In Chapter 1: Water, a baptism occurs to an unexpected character in an unexpected scenario. Though the central plot of the season is the education of Aang, the Avatar, in his manipulation of water, the baptism occurs to Prince Zuko, the antagonist who seeks to destroy the Avatar. Near the end of the series, Aang’s companion and water teacher, Katara, defeats Prince Zuko in his assault with her mastery over water, and so his defeat is symbolic of water overtaking fire, and the metaphorical balance overcoming chaos, or fascism, in this case. After his defeat, a small, brave seed is planted Zuko’s mind that there may be no nobility in his quest, that indeed he may be seeking after a goal for a father who had no love for him, hunting fruitlessly. Though this only really bears fruit far later, his “baptism” brings him an inception of order.

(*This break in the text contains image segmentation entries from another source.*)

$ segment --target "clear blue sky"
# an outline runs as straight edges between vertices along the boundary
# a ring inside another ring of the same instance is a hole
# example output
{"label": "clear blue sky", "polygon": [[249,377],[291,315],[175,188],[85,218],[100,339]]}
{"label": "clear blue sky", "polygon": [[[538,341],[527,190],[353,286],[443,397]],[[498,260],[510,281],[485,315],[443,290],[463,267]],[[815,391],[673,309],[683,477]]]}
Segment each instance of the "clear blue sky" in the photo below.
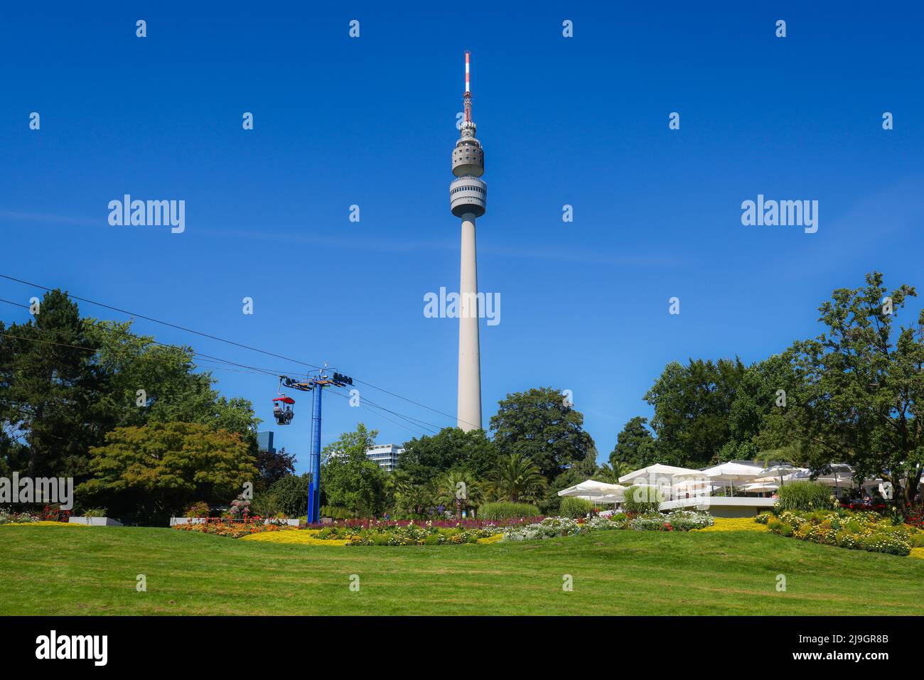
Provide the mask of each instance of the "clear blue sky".
{"label": "clear blue sky", "polygon": [[[479,283],[502,298],[501,323],[481,327],[485,422],[507,393],[571,389],[605,459],[623,424],[650,414],[641,397],[665,363],[780,351],[816,334],[821,300],[872,269],[924,285],[915,4],[130,5],[2,10],[4,273],[326,360],[454,414],[457,322],[422,310],[425,293],[458,285],[448,186],[468,49],[489,186]],[[139,18],[147,38],[135,37]],[[680,130],[668,129],[674,111]],[[186,200],[185,233],[110,226],[107,204],[126,193]],[[817,200],[818,233],[743,226],[741,201],[759,193]],[[0,281],[0,298],[33,293]],[[6,321],[25,318],[3,307]],[[136,330],[299,370],[147,322]],[[215,376],[272,422],[271,378]],[[300,470],[309,402],[273,428]],[[422,431],[337,397],[324,416],[325,443],[359,420],[380,443]]]}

Skipping ahead, in Chapter 3: Fire, upon Zuko’s budding of the fruit of balance that was planted by his defeat, he intends to teach Want his last element: fire. He finds, however, that he has no manipulation of fire any longer, seeing as his entire understanding of his fire powers was rooted in aggression, hate, and chaos, which are mental elements which he has forsaken. Upon investigating a myth, the two climb a mountain to find two legendary mythical dragons, previously thought extinct. The dragons emerge in a very rare ceremony, deeming Zuko and Aang worthy to be taught, and breathe a spiral of multicoloured fire around them, giving the two a new inception of understanding of the element rooted not in hate, but appreciation and awe of the element itself. While this is a less literal baptism, the two are as close as possible to submerged in fire, and they come out with a new foundation rooted in good and order.
Finally, in the second series, in the chapter of Spirits, Korra, the new Avatar, has been displaced to an island that it, coincidentally, home only to an isolated temple. Korra is, less subtly, submerged in sacred spirit water, in which she has unconscious dreams and visions from her past selves, the previous Avatars, and is told the origin story of the first Avatar. She emerges, three episodes later, with a new understanding of balance and spirituality, and now understands the nature of the spirit world, so that she may save it in its need from an evil who seeks to rise to godhood.
Each of these baptisms involve a symbolic submersion, and the rise out of the metaphorical pool brings a new understanding of the Harmony of the universe, and how to use it to enforce itself, which is a very important theme, and one vitally central to the series.